Using Utility Functions

from visonorm import detect_nsw, normalize_sentence

# Detect NSW
nsw_spans = detect_nsw("sv dh gia dinh chua cho di lam")

# Normalize sentence
normalized = normalize_sentence("sv dh gia dinh chua cho di lam")

# Normalize and detect NSW
nsw_spans, normalized = normalize_sentence("sv dh gia dinh chua cho di lam", detect_nsw=True)

4. 📊 Resource Management — Dataset Management

Datasets are stored on GitHub Releases and automatically downloaded when needed.

from visonorm import list_datasets, load_dataset, get_dataset_info

# List all available datasets
datasets = list_datasets()
print("Available datasets:")
for i, dataset in enumerate(datasets, 1):
    print(f"{i}. {dataset}")

# Get detailed information about a dataset
info = get_dataset_info("ViLexNorm")
print(f"URL: {info['url']}")
print(f"Type: {info['type']}")

# Load dataset (auto-cached)
df = load_dataset("ViLexNorm")
print(f"Dataset shape: {df.shape}")
print(df.head())

# Force re-download dataset
df = load_dataset("ViLexNorm", force_download=True)

Available datasets:

  • ViLexNorm: Vietnamese Lexical Normalization Dataset
  • ViHSD: Vietnamese Hate Speech Detection Dataset
  • ViHOS: Vietnamese Hate and Offensive Speech Dataset
  • UIT-VSMEC: Vietnamese Social Media Emotion Corpus
  • ViSpamReviews: Vietnamese Spam Review Detection Dataset
  • UIT-ViSFD: Vietnamese Sentiment and Emotion Detection Dataset
  • UIT-ViCTSD: Vietnamese Customer Review Sentiment Dataset
  • ViTHSD: Vietnamese Toxic Hate Speech Detection Dataset
  • BKEE: Vietnamese Emotion Recognition Dataset
  • UIT-ViQuAD: Vietnamese Question Answering Dataset

5. 🧠 Task Models — Task Processing Models

All task models are stored on HuggingFace Hub at https://huggingface.co/visolex.
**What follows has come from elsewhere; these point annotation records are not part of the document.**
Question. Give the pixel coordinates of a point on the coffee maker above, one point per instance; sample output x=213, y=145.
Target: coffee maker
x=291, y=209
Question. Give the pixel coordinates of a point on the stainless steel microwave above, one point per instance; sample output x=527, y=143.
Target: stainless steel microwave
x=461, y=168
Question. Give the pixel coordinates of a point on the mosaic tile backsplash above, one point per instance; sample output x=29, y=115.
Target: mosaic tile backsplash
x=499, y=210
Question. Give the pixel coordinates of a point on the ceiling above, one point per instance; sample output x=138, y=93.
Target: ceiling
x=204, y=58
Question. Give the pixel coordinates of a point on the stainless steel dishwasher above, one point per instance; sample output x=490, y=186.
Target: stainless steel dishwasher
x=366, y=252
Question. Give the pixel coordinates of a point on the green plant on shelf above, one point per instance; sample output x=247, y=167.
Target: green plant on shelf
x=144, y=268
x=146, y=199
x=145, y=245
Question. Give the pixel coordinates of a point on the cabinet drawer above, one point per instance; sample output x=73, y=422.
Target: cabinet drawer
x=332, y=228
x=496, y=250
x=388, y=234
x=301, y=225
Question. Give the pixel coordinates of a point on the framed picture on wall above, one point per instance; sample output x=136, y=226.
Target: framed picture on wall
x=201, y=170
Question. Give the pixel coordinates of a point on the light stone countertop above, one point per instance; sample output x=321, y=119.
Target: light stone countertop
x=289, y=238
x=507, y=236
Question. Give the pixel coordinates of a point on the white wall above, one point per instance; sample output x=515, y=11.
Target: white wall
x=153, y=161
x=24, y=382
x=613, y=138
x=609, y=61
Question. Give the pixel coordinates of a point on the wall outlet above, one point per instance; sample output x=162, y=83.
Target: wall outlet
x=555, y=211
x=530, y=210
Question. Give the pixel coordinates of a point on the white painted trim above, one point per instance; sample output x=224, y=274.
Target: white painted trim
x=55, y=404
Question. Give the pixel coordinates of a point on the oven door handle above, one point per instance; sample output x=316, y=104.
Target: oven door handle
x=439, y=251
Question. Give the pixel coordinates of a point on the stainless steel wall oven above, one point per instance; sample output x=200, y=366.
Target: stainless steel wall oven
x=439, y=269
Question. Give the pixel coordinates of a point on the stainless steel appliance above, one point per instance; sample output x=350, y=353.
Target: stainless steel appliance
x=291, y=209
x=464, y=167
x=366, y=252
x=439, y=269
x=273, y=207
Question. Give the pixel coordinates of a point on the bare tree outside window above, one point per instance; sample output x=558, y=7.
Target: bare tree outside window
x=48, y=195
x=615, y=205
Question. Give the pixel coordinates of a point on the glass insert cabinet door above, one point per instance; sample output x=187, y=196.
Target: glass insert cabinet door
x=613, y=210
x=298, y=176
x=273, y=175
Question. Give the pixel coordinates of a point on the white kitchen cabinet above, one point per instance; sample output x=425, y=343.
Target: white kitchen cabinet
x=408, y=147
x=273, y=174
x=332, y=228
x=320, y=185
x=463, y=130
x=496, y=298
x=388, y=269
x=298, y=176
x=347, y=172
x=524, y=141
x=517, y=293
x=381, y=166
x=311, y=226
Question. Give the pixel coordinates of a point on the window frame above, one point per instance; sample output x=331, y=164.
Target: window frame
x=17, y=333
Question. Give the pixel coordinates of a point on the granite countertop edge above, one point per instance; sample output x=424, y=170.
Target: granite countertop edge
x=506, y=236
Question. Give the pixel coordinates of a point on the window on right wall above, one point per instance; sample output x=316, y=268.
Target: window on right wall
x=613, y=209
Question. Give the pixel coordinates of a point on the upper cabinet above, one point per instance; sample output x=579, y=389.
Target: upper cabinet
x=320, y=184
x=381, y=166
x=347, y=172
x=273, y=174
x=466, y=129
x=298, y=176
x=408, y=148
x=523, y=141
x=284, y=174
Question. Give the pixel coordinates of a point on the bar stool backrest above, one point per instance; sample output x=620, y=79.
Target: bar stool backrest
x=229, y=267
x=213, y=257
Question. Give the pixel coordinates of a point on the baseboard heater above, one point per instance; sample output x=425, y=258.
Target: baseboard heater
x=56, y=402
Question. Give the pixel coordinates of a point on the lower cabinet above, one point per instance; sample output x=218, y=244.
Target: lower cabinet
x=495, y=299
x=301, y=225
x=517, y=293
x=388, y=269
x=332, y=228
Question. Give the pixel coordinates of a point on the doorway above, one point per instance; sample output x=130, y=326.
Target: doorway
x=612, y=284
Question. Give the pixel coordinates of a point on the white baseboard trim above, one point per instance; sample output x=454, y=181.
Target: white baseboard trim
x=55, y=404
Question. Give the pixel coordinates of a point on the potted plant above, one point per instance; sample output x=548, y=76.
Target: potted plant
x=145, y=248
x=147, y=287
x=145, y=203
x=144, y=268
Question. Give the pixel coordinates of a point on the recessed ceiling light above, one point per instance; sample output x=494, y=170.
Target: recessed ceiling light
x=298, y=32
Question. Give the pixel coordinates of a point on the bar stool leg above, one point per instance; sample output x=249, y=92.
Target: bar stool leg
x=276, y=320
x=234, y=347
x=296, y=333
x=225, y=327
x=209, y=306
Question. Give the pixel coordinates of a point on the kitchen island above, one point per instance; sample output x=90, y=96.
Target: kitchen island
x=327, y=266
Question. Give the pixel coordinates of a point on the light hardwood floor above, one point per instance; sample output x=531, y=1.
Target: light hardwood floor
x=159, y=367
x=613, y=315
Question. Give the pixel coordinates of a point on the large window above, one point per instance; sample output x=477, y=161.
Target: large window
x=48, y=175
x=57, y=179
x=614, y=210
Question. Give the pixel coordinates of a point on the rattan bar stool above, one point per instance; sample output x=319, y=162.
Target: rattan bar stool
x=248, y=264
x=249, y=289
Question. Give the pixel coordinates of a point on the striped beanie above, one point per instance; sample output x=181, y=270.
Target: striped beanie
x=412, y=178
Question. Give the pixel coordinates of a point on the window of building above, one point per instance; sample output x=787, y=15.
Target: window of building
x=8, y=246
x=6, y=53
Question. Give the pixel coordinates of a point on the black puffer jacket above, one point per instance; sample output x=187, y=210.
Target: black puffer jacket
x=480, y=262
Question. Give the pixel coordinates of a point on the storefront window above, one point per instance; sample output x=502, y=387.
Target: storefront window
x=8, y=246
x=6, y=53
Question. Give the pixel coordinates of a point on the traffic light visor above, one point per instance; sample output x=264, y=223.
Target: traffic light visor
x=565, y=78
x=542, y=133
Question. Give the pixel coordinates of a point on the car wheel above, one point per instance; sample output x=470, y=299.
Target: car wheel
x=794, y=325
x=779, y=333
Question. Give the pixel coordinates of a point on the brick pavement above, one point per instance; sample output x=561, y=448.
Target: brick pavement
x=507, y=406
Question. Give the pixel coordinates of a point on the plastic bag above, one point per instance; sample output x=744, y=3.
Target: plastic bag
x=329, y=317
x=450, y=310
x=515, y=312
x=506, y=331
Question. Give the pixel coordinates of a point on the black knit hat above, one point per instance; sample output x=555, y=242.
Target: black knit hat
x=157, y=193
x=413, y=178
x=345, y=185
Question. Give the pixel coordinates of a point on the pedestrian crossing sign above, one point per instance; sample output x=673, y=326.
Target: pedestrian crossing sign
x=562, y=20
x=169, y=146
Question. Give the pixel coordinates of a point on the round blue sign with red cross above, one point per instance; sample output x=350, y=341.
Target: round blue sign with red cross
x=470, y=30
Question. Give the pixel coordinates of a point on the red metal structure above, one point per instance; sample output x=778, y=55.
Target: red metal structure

SpamReviewDetection — Spam Detection

from visonorm import SpamReviewDetection

# View available models
models = SpamReviewDetection.list_models()
print("Available models:", SpamReviewDetection.list_model_names())

# Initialize with phobert-v1 model (binary classification)
spam_detector = SpamReviewDetection("phobert-v1")

# Or use other models
# spam_detector = SpamReviewDetection("phobert-v1-multiclass")  # Multiclass model

# Detect spam
text = "Sản phẩm rất tốt, chất lượng cao!"
result = spam_detector.predict(text)
print(f"Text: {text}")
print(f"Result: {result}")
# Output: Result: Non-spam

HateSpeechDetection — Hate Speech Detection

from visonorm import HateSpeechDetection

# View available models
print("Available models:", HateSpeechDetection.list_model_names())

# Initialize detector
hate_detector = HateSpeechDetection("phobert-v1")
# Or: HateSpeechDetection("phobert-v2"), HateSpeechDetection("visobert"), etc.

# Detect hate speech
text = "Văn bản cần kiểm tra hate speech"
result = hate_detector.predict(text)
print(f"Result: {result}")
# Output: Result: CLEAN

HateSpeechSpanDetection — Hate Speech Span Detection

from visonorm import HateSpeechSpanDetection

# View available models
print("Available models:", HateSpeechSpanDetection.list_model_names())

# Initialize detector
hate_span_detector = HateSpeechSpanDetection("phobert-v1")
# Or: HateSpeechSpanDetection("vihate-t5"), HateSpeechSpanDetection("visobert"), etc.

# Detect span
text = "Nói cái lồn gì mà khó nghe"
result = hate_span_detector.predict(text)
print(f"Result: {result}")
# Output: {'tokens': [...], 'text': '...'}

EmotionRecognition — Emotion Recognition

from visonorm import EmotionRecognition

# View available models
print("Available models:", EmotionRecognition.list_model_names())

# Initialize detector
emotion_detector = EmotionRecognition("phobert-v2")
# Or: EmotionRecognition("phobert-v1"), EmotionRecognition("visobert"), etc.

# Recognize emotion
text = "Tôi rất vui mừng và hạnh phúc!"
emotion = emotion_detector.predict(text)
print(f"Emotion: {emotion}")
# Output: Emotion: Enjoyment

AspectSentimentAnalysis — Aspect-based Sentiment Analysis

from visonorm import AspectSentimentAnalysis

# View available domains
print("Available domains:", AspectSentimentAnalysis.list_domains())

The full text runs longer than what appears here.